2. a kind of according to claim 1 ultra-large cluster monitoring system, it is characterized in that: the information of described subregion monitoring server comprises warning information at least, in cpu busy percentage and the EMS memory occupation space one.
3. a kind of according to claim 1 ultra-large cluster monitoring system is characterized in that: the result of described unified configuration comprises supervisor authority information, user management configuration, at least one item in alarm configuration and the information gathering configuration.

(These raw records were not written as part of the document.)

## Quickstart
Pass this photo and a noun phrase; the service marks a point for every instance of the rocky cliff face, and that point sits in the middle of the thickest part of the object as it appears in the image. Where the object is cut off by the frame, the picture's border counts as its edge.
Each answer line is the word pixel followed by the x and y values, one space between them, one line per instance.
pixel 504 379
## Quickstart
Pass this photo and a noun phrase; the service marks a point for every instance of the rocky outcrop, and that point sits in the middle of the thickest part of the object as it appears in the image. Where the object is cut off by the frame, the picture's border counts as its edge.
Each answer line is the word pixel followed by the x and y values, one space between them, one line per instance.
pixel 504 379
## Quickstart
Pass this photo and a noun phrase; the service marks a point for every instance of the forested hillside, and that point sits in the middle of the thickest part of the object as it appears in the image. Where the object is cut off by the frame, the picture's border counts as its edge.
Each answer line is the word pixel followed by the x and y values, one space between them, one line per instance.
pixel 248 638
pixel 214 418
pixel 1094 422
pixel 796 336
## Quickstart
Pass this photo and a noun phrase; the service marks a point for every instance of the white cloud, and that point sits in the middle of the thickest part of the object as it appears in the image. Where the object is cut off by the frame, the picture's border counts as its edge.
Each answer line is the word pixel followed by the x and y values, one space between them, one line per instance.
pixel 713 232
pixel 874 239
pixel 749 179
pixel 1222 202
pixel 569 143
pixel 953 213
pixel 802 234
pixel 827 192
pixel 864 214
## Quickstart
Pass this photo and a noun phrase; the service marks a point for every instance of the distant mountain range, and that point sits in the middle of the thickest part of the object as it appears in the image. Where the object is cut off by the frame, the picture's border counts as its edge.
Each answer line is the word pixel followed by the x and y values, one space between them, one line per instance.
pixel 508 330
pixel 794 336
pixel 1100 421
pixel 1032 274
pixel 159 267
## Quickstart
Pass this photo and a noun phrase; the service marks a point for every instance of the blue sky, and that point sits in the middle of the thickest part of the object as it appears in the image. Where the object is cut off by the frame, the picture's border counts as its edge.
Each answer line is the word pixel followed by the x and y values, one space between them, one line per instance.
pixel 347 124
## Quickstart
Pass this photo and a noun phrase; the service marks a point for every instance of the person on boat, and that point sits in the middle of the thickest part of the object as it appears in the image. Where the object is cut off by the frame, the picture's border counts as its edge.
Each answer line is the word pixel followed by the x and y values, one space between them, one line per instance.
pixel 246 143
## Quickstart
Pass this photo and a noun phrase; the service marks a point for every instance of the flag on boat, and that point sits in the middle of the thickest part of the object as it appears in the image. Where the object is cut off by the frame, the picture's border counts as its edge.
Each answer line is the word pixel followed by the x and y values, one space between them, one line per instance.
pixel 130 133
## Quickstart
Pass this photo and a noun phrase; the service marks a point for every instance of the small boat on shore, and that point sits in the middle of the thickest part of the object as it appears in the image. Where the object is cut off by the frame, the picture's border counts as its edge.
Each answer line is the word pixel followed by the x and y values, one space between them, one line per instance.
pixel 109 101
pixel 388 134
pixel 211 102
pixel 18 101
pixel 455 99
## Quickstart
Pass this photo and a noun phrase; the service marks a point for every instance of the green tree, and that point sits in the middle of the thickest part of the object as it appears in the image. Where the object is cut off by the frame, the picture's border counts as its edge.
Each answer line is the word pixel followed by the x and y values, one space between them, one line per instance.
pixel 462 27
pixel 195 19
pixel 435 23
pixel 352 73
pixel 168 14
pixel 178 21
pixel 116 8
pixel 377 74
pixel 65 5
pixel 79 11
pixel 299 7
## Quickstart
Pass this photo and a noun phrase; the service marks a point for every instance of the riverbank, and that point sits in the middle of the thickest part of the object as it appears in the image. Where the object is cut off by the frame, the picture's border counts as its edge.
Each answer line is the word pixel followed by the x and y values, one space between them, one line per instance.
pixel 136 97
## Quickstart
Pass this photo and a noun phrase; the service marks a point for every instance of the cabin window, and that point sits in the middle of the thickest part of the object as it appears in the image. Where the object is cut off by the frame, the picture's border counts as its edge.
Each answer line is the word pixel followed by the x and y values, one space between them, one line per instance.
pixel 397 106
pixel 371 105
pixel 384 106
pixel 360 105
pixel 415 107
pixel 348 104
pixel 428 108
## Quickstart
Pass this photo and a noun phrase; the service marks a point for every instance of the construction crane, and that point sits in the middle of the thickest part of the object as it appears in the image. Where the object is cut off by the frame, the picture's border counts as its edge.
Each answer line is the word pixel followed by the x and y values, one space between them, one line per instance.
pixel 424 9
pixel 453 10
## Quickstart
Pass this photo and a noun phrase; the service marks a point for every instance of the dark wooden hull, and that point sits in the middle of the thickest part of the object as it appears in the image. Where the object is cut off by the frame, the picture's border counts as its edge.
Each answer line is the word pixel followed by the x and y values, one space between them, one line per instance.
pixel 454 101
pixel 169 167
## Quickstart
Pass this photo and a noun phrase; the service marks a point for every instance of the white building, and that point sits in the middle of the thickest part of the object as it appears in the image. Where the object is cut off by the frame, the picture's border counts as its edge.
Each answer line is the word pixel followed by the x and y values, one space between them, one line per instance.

4. ultra-large cluster monitoring method, it is characterized in that: step is as follows:
A, each subregion monitoring server push to the center monitoring server with this information after collecting each subregion cluster internal information;
B, center monitoring server receive the information from the subregion monitoring server, and according to information all subregions are unified configuration, will unify configuration result then and offer the subregion monitoring server;
C, subregion monitoring server receive the unified configuration result from the center monitoring server, by this result cluster are monitored and are managed.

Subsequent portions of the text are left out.